Although I call The Mark of the Midnight Manzanilla my Halloween book, I do so with some reservations.
True, it’s set in October, in that season of mist and shrinking daylight hours, of changing leaves and that sudden, sharp chill in the air. And part of the book, the part that’s set in Cambridge (the American one) in 2004, really does deal with Halloween. My modern heroine, Eloise, is having her English boyfriend Colin to visit in her tiny studio apartment in Harvard Square, just in time for the annual grad student Halloween masquerade bash. There’s even a plastic pumpkin filled with those pot-bellied candy corn pumpkins and mini-Twix with bats on the wrappers.
But there’s a caveat: in England in 1806, where the bulk of The Mark of the Midnight Manzanilla takes place, there is no Halloween, or, at least, not Halloween as we know it.
I did a bit of scrounging around, to see what rituals and practices my characters might have been familiar with, and here’s what I discovered:
The tradition of the evening of October 31st as a night on which ghosts walk goes back a very long time. One version has it that Halloween originated in the Celtic festival of Samhain, a time when the dead wandered among the living, and was later transformed by Pope Gregory IV into a Christian holiday, Hallowmas, in the 9th century. The name “Halloween”, or “Hallowe’en”, comes from the festival of Hallowmas: All Hallows Eve, All Hallows (or All Saints) Day, and All Souls Day, in which the dead are remembered.
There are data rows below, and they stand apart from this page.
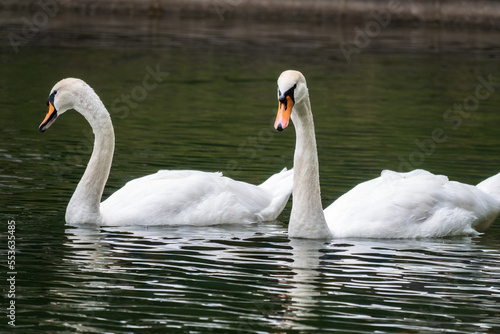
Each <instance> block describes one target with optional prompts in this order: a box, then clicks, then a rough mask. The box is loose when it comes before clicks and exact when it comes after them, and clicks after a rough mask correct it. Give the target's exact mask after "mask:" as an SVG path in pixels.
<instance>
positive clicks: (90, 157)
mask: <svg viewBox="0 0 500 334" xmlns="http://www.w3.org/2000/svg"><path fill="white" fill-rule="evenodd" d="M89 95H90V96H88V97H87V99H86V104H85V106H86V107H81V108H76V107H75V110H77V111H78V112H80V113H81V114H82V115H83V116H84V117H85V119H87V121H88V122H89V123H90V125H91V127H92V130H93V132H94V136H95V140H94V150H93V152H92V156H91V157H90V160H89V163H88V165H87V168H86V169H85V173H84V174H83V176H82V179H81V180H80V182H79V183H78V186H77V187H76V190H75V192H74V194H73V196H72V197H71V200H70V201H69V204H68V207H67V208H66V222H68V223H70V224H71V223H76V224H81V223H98V222H100V221H101V213H100V209H99V208H100V203H101V197H102V193H103V191H104V186H105V185H106V181H107V180H108V176H109V171H110V169H111V162H112V160H113V152H114V148H115V134H114V131H113V124H112V123H111V118H110V116H109V113H108V111H107V110H106V108H105V107H104V105H103V104H102V102H101V100H100V99H99V97H98V96H97V95H96V94H95V93H94V92H93V91H92V92H91V93H89ZM89 97H90V98H89ZM89 101H90V102H89Z"/></svg>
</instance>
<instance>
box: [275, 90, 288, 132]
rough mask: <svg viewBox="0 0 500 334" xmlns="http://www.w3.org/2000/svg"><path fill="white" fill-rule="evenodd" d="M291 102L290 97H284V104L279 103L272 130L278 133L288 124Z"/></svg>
mask: <svg viewBox="0 0 500 334" xmlns="http://www.w3.org/2000/svg"><path fill="white" fill-rule="evenodd" d="M292 108H293V100H292V98H291V97H290V96H287V97H286V100H285V102H281V101H280V102H279V106H278V115H276V121H275V122H274V128H275V129H276V130H278V131H283V130H285V129H286V127H287V126H288V123H289V122H290V115H291V114H292Z"/></svg>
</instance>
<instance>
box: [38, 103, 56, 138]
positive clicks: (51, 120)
mask: <svg viewBox="0 0 500 334" xmlns="http://www.w3.org/2000/svg"><path fill="white" fill-rule="evenodd" d="M48 104H49V111H48V112H47V115H45V118H44V119H43V121H42V123H40V126H39V127H38V129H39V130H40V132H44V131H45V130H47V129H48V128H49V127H50V126H51V125H52V123H54V121H55V120H56V118H57V110H56V108H54V105H53V104H52V102H50V101H49V102H48Z"/></svg>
The modern holiday of Halloween, with its costumes, jack-o’lanterns, and trick or treating, is generally held to be a mid-nineteenth century Irish export to America. “Mumming and guising” were popular in the Celtic fringe (Ireland, Scotland, and Wales), but they don’t seem to have taken much of a hold in England.
There was a form of trick or treating: going door to door collecting “soul cakes” to pray for those in purgatory. Bonfires were lit, to guide the souls to heaven or to scare them away from the living, depending upon whom you ask.
The Reformation appears to have put paid to many of these practices in England. In the seventeenth century, the introduction of Guy Fawkes Day—a commemoration of the 1605 plot to blow up King and Parliament—meant that the bonfires moved over a few days, to November 5th. Elements of the older holiday remained in rural communities in England, with bonfires, carved turnip lanterns, bobbing for apples and other traditions which varied by locale, but the gentry did not observe these rituals.
The bottom line? Halloween, as we understand it, would have been unknown to Miss Sally Fitzhugh or the Duke of Belliston, although they might have been aware of the superstitions attached to the night as practiced by the tenants on their estates.
I wasn’t able to use Halloween in the historical part of my narrative, but I did have October itself as an asset– that season of leaves fallings, light dying, mists rising. My historical characters might not have Halloween, but they had the atmosphere of Halloween.
Minus the candy pumpkins, of course.
What’s your favorite part of Halloween?